Jason tips his glass back, finishing the last sip before setting it down. “Took off for the afternoon. Had lunch with my sister.”
“Right, right,” I say, wiping down a stretch of the bar. “She just graduated, didn’t she? She’s back already?”
He nods, a proud grin spreading across his face. “Yup. Fresh degree from Vanderbilt. Couldn’t be prouder.”
“And you took her somewhere else for lunch?” I ask with a lifted brow, pretending to be offended.

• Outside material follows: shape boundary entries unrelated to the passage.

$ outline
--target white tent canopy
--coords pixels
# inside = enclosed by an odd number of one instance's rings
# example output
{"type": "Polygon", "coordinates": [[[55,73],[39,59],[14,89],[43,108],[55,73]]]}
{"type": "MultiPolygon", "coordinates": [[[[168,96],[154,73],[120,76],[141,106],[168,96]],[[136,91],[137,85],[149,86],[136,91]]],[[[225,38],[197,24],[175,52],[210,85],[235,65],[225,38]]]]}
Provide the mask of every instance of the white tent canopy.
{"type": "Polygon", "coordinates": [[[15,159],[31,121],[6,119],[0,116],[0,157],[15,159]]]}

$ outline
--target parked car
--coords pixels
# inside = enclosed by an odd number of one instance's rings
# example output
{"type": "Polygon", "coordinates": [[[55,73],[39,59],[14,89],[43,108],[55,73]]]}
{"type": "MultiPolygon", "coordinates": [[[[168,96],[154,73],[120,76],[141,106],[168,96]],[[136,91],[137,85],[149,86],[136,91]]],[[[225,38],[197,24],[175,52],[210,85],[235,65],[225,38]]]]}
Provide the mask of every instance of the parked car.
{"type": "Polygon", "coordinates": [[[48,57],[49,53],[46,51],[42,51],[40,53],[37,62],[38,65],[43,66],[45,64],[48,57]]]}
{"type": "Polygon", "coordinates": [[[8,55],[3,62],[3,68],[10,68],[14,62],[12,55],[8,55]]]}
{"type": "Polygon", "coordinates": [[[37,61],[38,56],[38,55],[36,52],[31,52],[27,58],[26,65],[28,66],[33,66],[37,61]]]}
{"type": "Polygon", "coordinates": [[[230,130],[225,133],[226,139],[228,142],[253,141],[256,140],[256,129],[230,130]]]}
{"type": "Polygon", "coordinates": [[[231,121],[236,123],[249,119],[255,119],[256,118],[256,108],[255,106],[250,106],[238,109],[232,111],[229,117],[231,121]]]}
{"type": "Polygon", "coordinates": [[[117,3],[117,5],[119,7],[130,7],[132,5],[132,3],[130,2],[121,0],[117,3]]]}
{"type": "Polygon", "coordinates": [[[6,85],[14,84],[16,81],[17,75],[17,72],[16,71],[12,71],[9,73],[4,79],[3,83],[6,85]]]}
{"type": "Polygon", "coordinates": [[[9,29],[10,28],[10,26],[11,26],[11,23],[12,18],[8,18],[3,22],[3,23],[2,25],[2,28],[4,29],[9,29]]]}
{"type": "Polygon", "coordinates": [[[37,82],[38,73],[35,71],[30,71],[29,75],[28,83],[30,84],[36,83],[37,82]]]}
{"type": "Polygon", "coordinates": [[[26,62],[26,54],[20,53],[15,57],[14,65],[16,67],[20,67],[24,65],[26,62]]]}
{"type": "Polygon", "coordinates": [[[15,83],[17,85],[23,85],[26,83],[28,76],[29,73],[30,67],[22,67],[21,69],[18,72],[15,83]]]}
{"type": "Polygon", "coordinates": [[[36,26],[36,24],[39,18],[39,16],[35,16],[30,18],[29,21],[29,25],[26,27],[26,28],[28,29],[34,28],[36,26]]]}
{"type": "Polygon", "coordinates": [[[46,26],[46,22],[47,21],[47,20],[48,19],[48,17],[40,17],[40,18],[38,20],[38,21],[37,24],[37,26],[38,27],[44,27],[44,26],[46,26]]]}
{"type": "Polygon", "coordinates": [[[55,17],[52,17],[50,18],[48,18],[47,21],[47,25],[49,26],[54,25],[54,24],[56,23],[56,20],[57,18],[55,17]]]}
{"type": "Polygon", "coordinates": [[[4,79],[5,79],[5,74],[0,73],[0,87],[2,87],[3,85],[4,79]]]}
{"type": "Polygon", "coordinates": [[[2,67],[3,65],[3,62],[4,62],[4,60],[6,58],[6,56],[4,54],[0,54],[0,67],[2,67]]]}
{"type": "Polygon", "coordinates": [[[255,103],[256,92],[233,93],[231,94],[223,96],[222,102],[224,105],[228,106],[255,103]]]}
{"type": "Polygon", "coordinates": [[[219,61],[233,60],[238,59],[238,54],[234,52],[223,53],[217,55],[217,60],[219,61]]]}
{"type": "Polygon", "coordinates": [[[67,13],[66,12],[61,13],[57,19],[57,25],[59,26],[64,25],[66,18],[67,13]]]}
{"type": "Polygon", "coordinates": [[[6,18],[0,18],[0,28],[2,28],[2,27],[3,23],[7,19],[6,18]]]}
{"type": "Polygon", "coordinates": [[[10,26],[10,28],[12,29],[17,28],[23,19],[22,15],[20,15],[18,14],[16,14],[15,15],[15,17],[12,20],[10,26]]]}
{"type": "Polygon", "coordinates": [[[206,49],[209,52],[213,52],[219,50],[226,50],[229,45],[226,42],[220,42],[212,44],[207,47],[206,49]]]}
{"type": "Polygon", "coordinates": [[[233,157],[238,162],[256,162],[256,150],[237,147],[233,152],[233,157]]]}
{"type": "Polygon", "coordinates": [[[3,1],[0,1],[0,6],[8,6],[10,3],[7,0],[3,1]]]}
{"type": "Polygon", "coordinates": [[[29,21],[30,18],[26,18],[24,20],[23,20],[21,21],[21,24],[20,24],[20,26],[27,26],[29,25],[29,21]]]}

“She had a meeting earlier, and you weren’t open when she called,” Jason defends.
“Interviews already?”
He furrows his brow. “I think so. She was all dressed up. Wouldn’t tell me what, but she seemed really excited about something. She’ll tell me when she’s ready.”
I raise my brows, leaning against the back counter for a second. Paige Richards. The name sparks a picture in my head—Jason’s little sister, cheeks always flaming red, half her face hidden behind curly brown hair.
She’d peek around corners at me back when I was over at their place, eyes wide, mouth shut, like she was working up the courage to say something but never quite getting there.
It had been amusing, in that harmless, teenage-crush kind of way. She couldn’t have been more than fourteen at the time, all shy glances and quick disappearances whenever I caught her looking.
“She move back home?” I ask.
The house where Jason grew up was more like something you’d see on a postcard.
Big and white, with a wraparound porch and a view of the river that could make you stop mid-sentence. White picket fence and a stretch of lawn that seemed to go on forever.
A far cry from where I grew up.
Back in Ballard, before we moved to Paducah, the population was less than a thousand. Everyone knew everyone, and nothing ever changed.
We lived in a trailer there, so small you could talk to each other from either end without raising your voice.
And here in Paducah, the place I shared with my dad was only a little better. A condo with walls so thin you could hear every word, every sigh, every argument from next door.